11.1 Offshore Wind Farm Annual Energy Production Sensitivity To Model Assumptions

Wednesday, 31 January 2024: 1:45 PM
347/348 (The Baltimore Convention Center)
Rebecca J. Barthelmie, Cornell Univ., Ithaca, NY; and S. C. Pryor, B. T. Olsen, and P. Fleming

Offshore wind farm planning and layout design is critically contingent on accurate wind resource estimates and assessment of likely energy loss to wind turbine and whole wind farm wakes. Mesoscale models such as the Weather Research and Forecasting (WRF) model can represent the spatial variability in the flow field and thus the resource and operating conditions and can also employ simplified models of wind turbine aerodynamics to represent wind turbine wakes that can be propagated over many tens of kilometers. Engineering and other microscale models can more accurately represent the aerodynamics and wake generation processes and merging/dissipation of wakes from individual wind turbines but typically do not capture either the flow-field spatial variability or the whole-wind farm wake effects. Further, simple engineering models underestimate wake losses in large offshore wind farms because they do not consider atmospheric processes that start to limit the downward transfer of momentum into the wind farm. Thus a ‘scale’ gap exists which makes modeling of large wind farms or effective planning of lease areas very challenging. Scientific objectives of this research are to quantify uncertainties arising from the utilization of different datasets or parameterizations in the modeling process and to assess whether the limitations of the engineering models in terms of the flow-field spatial variability can be addressed.

The focus of the work is the US east coast Massachusetts/Rhode Island (MA/RI) group of eight lease areas that covers a total area of 3675 km2 and the US West coast Humboldt lease area off California that covers 536 km2. A number of uncertainties in modeling of Annual Energy Production (AEP) are explored here in the context of these lease areas using the PyWake platform. In these simulations it is assumed that in each lease area wind turbines are deployed on a uniform east-west north-south grid with a 1.85 km spacing. For a given lease area, the assumption is used that the (irregular) shape is filled with as many turbines as possible starting at the northeast corner and adding turbines column by column. For the Humboldt lease area this method gives 151 wind turbines while for MA/RI it is over 1000. Further the International Energy Agency 15 MW reference wind turbine that has a hub-height of 150 m and rotor diameter of 240 m is employed in all simulations.

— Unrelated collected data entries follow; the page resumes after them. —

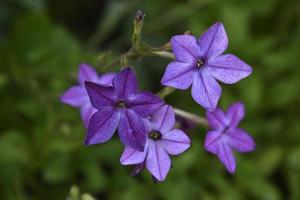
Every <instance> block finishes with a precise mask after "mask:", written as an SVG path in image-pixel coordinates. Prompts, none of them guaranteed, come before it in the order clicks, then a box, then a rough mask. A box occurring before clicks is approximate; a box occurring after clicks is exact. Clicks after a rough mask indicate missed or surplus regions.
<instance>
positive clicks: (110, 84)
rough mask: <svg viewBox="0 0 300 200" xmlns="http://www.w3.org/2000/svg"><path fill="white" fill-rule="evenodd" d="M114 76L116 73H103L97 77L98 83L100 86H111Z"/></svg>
mask: <svg viewBox="0 0 300 200" xmlns="http://www.w3.org/2000/svg"><path fill="white" fill-rule="evenodd" d="M115 76H116V73H105V74H102V75H101V76H100V77H99V80H98V83H99V84H102V85H109V86H112V80H113V78H114V77H115Z"/></svg>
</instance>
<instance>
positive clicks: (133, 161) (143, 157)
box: [120, 147, 147, 165]
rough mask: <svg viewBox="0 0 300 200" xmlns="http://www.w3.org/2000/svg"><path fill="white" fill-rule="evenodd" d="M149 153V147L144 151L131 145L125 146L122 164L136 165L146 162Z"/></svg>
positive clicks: (122, 156)
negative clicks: (142, 162)
mask: <svg viewBox="0 0 300 200" xmlns="http://www.w3.org/2000/svg"><path fill="white" fill-rule="evenodd" d="M146 154H147V148H146V147H145V150H144V151H143V152H141V151H137V150H135V149H132V148H130V147H125V149H124V151H123V153H122V156H121V158H120V162H121V164H122V165H135V164H139V163H142V162H144V160H145V158H146Z"/></svg>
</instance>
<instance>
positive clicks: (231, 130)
mask: <svg viewBox="0 0 300 200" xmlns="http://www.w3.org/2000/svg"><path fill="white" fill-rule="evenodd" d="M227 136H228V137H229V138H228V144H229V145H230V146H231V147H232V148H234V149H235V150H237V151H239V152H242V153H243V152H249V151H253V150H254V149H255V142H254V140H253V138H252V137H251V136H250V135H249V134H247V133H246V132H245V131H244V130H242V129H239V128H235V129H233V130H231V131H228V133H227Z"/></svg>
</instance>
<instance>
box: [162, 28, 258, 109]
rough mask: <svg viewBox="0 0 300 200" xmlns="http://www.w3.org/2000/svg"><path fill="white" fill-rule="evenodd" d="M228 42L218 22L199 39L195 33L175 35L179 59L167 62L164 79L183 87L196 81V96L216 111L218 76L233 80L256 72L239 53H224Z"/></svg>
mask: <svg viewBox="0 0 300 200" xmlns="http://www.w3.org/2000/svg"><path fill="white" fill-rule="evenodd" d="M227 45H228V39H227V35H226V32H225V30H224V26H223V24H222V23H215V24H214V25H213V26H211V27H210V28H209V29H208V30H207V31H206V32H205V33H204V34H203V35H202V36H201V37H200V38H199V39H198V40H197V39H196V38H195V37H194V36H192V35H177V36H174V37H172V38H171V46H172V50H173V53H174V55H175V58H176V60H175V61H174V62H171V63H170V64H169V65H168V66H167V69H166V71H165V74H164V76H163V78H162V80H161V83H162V84H163V85H165V86H171V87H174V88H177V89H181V90H185V89H188V88H189V87H190V86H191V85H192V97H193V99H194V100H195V101H196V102H197V103H198V104H200V105H201V106H202V107H204V108H205V109H206V110H208V111H213V110H214V109H215V108H216V107H217V103H218V100H219V99H220V96H221V92H222V88H221V86H220V85H219V84H218V82H217V81H216V80H218V81H221V82H223V83H226V84H233V83H236V82H238V81H240V80H241V79H243V78H245V77H247V76H248V75H249V74H250V73H251V72H252V68H251V67H250V66H249V65H247V64H246V63H245V62H243V61H242V60H240V59H239V58H237V57H236V56H234V55H232V54H224V55H221V54H222V53H223V52H224V51H225V50H226V49H227Z"/></svg>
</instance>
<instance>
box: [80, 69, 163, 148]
mask: <svg viewBox="0 0 300 200" xmlns="http://www.w3.org/2000/svg"><path fill="white" fill-rule="evenodd" d="M112 84H113V85H112V86H104V85H99V84H96V83H93V82H85V86H86V89H87V92H88V94H89V97H90V101H91V104H92V105H93V107H94V108H96V109H97V112H96V113H95V114H94V115H93V116H92V118H91V120H90V123H89V126H88V132H87V135H86V139H85V144H88V145H91V144H97V143H103V142H106V141H108V140H109V139H110V138H111V137H112V136H113V133H114V132H115V130H116V129H117V128H118V133H119V137H120V139H121V142H122V143H123V144H125V145H126V146H128V147H131V148H133V149H136V150H138V151H143V150H144V147H145V143H146V137H147V129H146V124H145V119H144V118H146V117H149V116H150V115H151V114H152V113H153V112H154V111H155V110H157V109H158V108H159V107H160V106H162V105H163V101H162V100H161V99H160V98H159V97H157V96H155V95H153V94H152V93H150V92H140V91H138V84H137V79H136V76H135V74H134V72H133V70H132V69H131V68H124V69H123V70H122V71H121V72H119V73H118V74H116V76H115V77H114V78H113V81H112Z"/></svg>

  • The first source of uncertainty that is explored is the source of the wind climate at the center of the lease area expressed in terms of the sector-wise Weibull A and k parameters. Here we sample across five different sources of the wind climate; (i) ERA5 hourly wind speed and direction at 100-m AGL computed over the 40-year period 1979-2018 and corrected to the wind turbine hub-height. (ii) 10-minute wind speed and direction at wind turbine hub-height from short-term deployments of buoy-mounted conically scanning lidars. (iii) climatologically reconstructed hub-height wind speed and direction derived from (ii) using a National Data Center buoy measurements (at 4-m height) for 1982-2022 and (iv) 10-minute output of wind speed and direction from simulations with the Weather Research and Forecasting (WRF) model.
  • The second source of uncertainty that is explored is the wake model. Here we sample across six different wake models; (i) Niels Otto Jensen (NOJ), (ii) Fuga, (iii) FugaBlockage, (iv) TurboGaus, (v) GCL and (vi) BastankhGaussian. These models differ in terms of the complexity of the treatment of the individual wake expansion, the treatment of wake merging and whether or not they include losses due to the wind farm blockage effect.
  • The third source of uncertainty is the spatial variability of flow conditions and the wind resource at 150 m AGL across the lease areas as sampled using WRF output at a grid spacing of 2 km by 2 km.

As an example of the first two uncertainties, for the Humboldt lease area:

  • In the absence of wake losses the modeled AEP derived using the long-term (20 year) WRF simulation output is 11,459 GWh/year. However, using a wind climate derived from the ERA5 reanalysis yields an AEP estimate that is 8.9% lower. Similarly using the NCDC buoy long-term (1982-2022) dataset that has been corrected to hub-height, AEP is similar to that derived using the ERA5 reanalysis, 7.1% higher than using WRF.
  • Using the six different wake models and the WRF wind resource yields wake losses that range from 3.7 to 14.1%. Using the climate-corrected lidar buoy data yields wake losses of 4.4 to 16.5%. Using ERA5 yields values of 4.9 to 17.7%.

This presentation will describe the robust framework that can be used to quantify uncertainty in AEP projections from offshore wind farms and to highlight and prioritize areas for investment to reduce that uncertainty.